Há neste momento uma grande pressão sobre os políticos no sentido de estes evitarem a onda de falências e de incumprimentos bancários que se avizinham. A pressão não se limita a Portugal. Em Itália, por exemplo, o governo de Conte, estimulado pelas ideias de gurus como Mariana Mazzucato, tem andado entretido a injectar dinheiro público em diferentes tipos de empresas, desde buracos de grande dimensão como a Alitalia (o novo “role model” da TAP) a buracos de pequena dimensão incluindo, por exemplo, empresas fabricantes de cuecas. O propósito do Estado já não é apenas salvar as empresas da ruína financeira. Agora, o propósito do intervencionismo estatal é ainda mais ambicioso: é transformar as empresas! É elevar a ideia do “entrepreneurial state” de Mazzucato à potência máxima, sem julgamento e potencialmente sem escrutínio também. Em Itália, em Portugal, na Grécia, entre outros do costume, está-se mesmo a ver aonde isto vai levar…
Por tudo isto, é fundamental que os mecanismos de apoio às empresas sejam muito bem pensados. Não basta que alguém diga que há ali algures uma empresa viável, infelizmente sem acesso a financiamento, para que o Estado desate a correr a fim de lá ir meter dinheiro.

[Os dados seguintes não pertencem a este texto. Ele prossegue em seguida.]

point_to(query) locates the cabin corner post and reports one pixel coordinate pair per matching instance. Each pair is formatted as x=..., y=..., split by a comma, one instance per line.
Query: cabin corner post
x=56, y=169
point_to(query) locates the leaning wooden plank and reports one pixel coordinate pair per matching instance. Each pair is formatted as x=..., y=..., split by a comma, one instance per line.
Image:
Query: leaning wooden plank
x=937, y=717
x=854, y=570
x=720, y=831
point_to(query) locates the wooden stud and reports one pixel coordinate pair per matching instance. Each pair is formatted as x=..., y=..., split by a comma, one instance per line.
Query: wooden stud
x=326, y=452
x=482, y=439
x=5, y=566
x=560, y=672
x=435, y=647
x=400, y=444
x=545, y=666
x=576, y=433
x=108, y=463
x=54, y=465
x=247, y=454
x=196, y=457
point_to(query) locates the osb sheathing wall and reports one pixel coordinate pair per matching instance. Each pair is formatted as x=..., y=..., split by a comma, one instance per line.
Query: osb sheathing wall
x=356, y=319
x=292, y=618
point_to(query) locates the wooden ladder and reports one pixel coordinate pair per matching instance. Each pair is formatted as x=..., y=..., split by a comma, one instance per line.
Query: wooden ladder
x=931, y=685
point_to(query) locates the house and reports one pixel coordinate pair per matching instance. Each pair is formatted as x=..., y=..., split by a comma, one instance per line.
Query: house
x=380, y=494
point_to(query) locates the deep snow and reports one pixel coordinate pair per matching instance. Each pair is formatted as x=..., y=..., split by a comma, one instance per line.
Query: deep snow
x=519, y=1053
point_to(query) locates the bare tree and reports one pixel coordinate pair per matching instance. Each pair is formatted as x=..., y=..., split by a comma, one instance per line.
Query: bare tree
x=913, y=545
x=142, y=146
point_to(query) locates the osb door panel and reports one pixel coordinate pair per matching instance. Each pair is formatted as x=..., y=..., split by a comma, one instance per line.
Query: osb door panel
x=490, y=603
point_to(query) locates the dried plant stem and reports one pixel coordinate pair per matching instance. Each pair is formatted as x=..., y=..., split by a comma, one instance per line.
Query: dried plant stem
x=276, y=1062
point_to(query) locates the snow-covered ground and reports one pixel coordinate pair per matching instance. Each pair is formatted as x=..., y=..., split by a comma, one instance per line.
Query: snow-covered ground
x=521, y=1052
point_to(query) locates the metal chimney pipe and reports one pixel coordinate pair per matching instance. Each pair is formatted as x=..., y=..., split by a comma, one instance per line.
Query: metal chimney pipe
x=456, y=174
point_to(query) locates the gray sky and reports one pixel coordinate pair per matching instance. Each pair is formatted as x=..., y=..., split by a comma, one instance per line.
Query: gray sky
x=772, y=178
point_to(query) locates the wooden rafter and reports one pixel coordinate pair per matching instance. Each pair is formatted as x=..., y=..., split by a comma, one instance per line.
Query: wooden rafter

É preciso que haja, primeiro, lugar, a processos de insolvência e/ou de revitalização, seguidos da recapitalização das empresas com recursos próprios dos seus accionistas ou sócios, mostrando assim convicção nos planos de recuperação das empresas, e só então, de forma acessória e com muito escrutínio, o Estado.
É uma recomendação que faço em particular à futura equipa de gestão do Banco Português de Fomento (BPF), sobre a qual já escrevi em “E que tal muitos fundos de recapitalização”, artigo no qual propus a criação de “fundos de recuperação pós-PER” (uma proposta que foi aproveitada pelo PSD no seu recente “Programa Estratégico 2020/2030”, infelizmente a par de outras propostas menos boas como a do fundo soberano que aproxima o PSD do plano Costa Silva do PS), para que o BPF não se torne rapidamente num banco mau e ele próprio parte integrante de um novo resgate bancário.
Em suma, a solidez da banca constituirá um dos principais riscos macroeconómicos e orçamentais em 2021. É facto que nos últimos anos os bancos fizeram esforços relevantes de limpeza de balanços, mas em face da dimensão da recessão e dos golpes autoinfligidos pelos governantes, mormente no domínio do prolongamento das moratórias de crédito, o risco de insuficiência de capital nos bancos não deve ser menosprezado. Bem pelo contrário. A isto acresce um sector que permanece agarrado ao modelo bancário do passado, que está anquilosado, e que continua a não ser solução suficiente para o problema de financiamento que desde há muito Portugal enfrenta.